Run the following to train and evaluate two models using basic features:

In [None]:
X,y,vocab = createBasicFeatures(corpus)
runEvaluation(X, y, vocab)

----------L1 Norm-----------
The model's average accuracy is 0.816000
The most informative terms for pos are: ['flaws', 'excellent', 'terrific', 'memorable', 'edge', 'fantastic', 'using', 'command', 'perfectly', 'follows', 'color', 'sherri', 'allows', 'fun', 'overall', 'jackie', 'enjoyable', 'gas', 'easily', 'masterpiece']
The most informative terms for neg are: ['tedious', 'waste', 'mess', 'awful', 'ridiculous', 'lame', 'worst', 'unfortunately', 'boring', 'cheap', 'superior', 'write', 'terrible', 'bad', 'nothing', 'annoying', 'neither', 'looks', 'headed', 'flat']
----------L2 Norm-----------
The model's average accuracy is 0.833500
The most informative terms for pos are: ['fun', 'back', 'great', 'excellent', 'yet', 'overall', 'quite', 'seen', 'well', 'perfectly', 'jackie', 'terrific', 'american', 'memorable', 'job', 'pulp', 'true', 'performances', 'bit', 'follows']
The most informative terms for neg are: ['bad', 'unfortunately', 'worst', 'nothing', 'waste', 'boring', 'only', 'script',

Run the following to train and evaluate two models using extended features:

In [None]:
X,y,vocab = createFancyFeatures(corpus)
runEvaluation(X, y, vocab)

----------L1 Norm-----------
The model's average accuracy is 0.835000
The most informative terms for pos are: ['even_if', 'flaws', 'terrific', 'on_screen', 'follows', 'excellent', 'due_to', 'overall', 'masterpiece', 'memorable', 'the_more', 'view', 'her_husband', 'by_a', 'perfectly', 'others', 'seen', "he's_a", 'using', 'gas']
The most informative terms for neg are: ['ridiculous', 'awful', 'unfortunately', 'worst', 'mess', 'boring', 'waste', 'cheap', 'should_have', 'lame', 'bad', 'tedious', 'terrible', 'write', 'flat', 'heston', 'annoying', 'poor', 'designed', 'neither']
----------L2 Norm-----------
The model's average accuracy is 0.853000
The most informative terms for pos are: ['great', 'well', 'fun', 'seen', 'back', 'very', 'also', 'quite', 'yet', 'excellent', 'many', 'life', 'while', 'job', 'perfectly', 'jackie', 'people', 'you', 'most', 'american']
The most informative terms for neg are: ['bad', 'only', 'unfortunately', 'worst', 'nothing', 'boring', 'any', 'plot', 'waste', 'script

**TODO**: Briefly comment on your results. You do _not_ need to beat the basic features model to get full credit.

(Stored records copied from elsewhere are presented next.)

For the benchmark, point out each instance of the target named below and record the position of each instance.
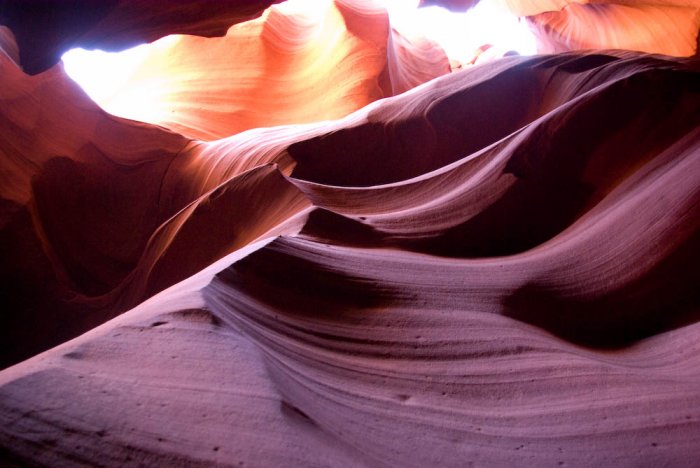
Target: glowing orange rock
(293, 65)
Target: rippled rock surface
(496, 266)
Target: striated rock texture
(496, 267)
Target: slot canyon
(339, 233)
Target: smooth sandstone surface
(496, 266)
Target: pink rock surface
(496, 267)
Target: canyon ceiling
(314, 239)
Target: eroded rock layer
(498, 267)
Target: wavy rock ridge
(496, 267)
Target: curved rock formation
(496, 267)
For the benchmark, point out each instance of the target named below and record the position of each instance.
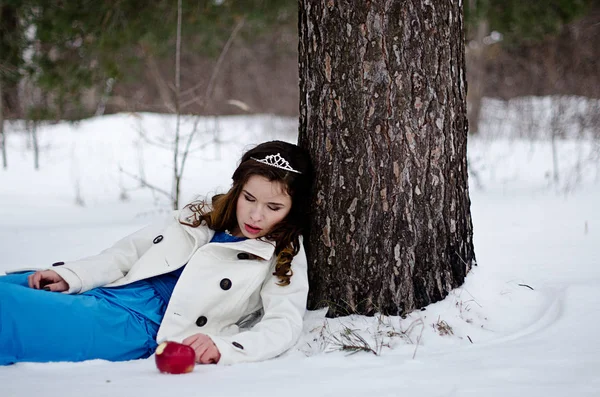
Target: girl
(204, 278)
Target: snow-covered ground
(525, 323)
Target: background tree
(383, 112)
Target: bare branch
(145, 183)
(163, 88)
(209, 88)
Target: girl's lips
(252, 230)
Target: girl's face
(262, 204)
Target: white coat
(221, 285)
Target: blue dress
(116, 324)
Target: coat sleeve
(281, 325)
(111, 264)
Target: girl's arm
(112, 263)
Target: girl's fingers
(200, 351)
(190, 339)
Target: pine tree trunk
(383, 112)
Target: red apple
(175, 358)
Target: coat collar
(203, 234)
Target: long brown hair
(221, 214)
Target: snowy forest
(454, 231)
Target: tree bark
(383, 113)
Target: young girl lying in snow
(196, 279)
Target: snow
(525, 322)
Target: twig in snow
(525, 285)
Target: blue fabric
(165, 283)
(224, 237)
(114, 324)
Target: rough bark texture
(383, 112)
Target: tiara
(275, 160)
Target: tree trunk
(383, 112)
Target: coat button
(201, 322)
(225, 284)
(238, 345)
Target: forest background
(76, 59)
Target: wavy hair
(221, 214)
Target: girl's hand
(206, 351)
(48, 280)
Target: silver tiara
(275, 160)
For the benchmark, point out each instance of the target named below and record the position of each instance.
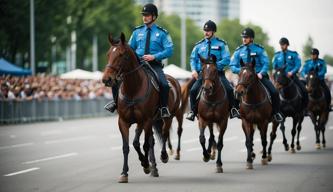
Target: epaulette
(138, 27)
(259, 45)
(223, 41)
(199, 41)
(161, 28)
(239, 47)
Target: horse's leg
(154, 170)
(219, 163)
(249, 131)
(136, 145)
(285, 142)
(124, 130)
(299, 128)
(293, 133)
(272, 138)
(263, 134)
(211, 142)
(165, 133)
(179, 117)
(202, 126)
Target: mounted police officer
(152, 44)
(320, 64)
(292, 62)
(205, 48)
(248, 51)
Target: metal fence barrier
(49, 110)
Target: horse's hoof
(249, 166)
(253, 155)
(269, 158)
(264, 161)
(292, 150)
(177, 157)
(205, 159)
(219, 169)
(147, 170)
(123, 179)
(164, 159)
(154, 173)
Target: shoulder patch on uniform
(259, 45)
(200, 41)
(239, 47)
(138, 27)
(161, 28)
(223, 41)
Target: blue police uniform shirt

The Fancy Features model performs better than the Basic Features model. For L1 regularization, accuracy improved from 81.6% to 83.5%. For L2 regularization, accuracy improved from 83.35% to 85.3%. This shows that adding bigram features helps the model classify movie reviews more accurately.

Bigrams capture useful word pairs that single words cannot express well. For example, phrases like "should_have" appear in negative reviews when people criticize movies, while phrases like "even_if" and "on_screen" are common in positive reviews. These word pairs give the model more context about the sentiment being expressed.

L2 regularization works better than L1 in both models, reaching the highest accuracy of 85.3%. The bigram features successfully improve classification performance, showing that capturing word pairs is valuable for understanding movie review sentiment.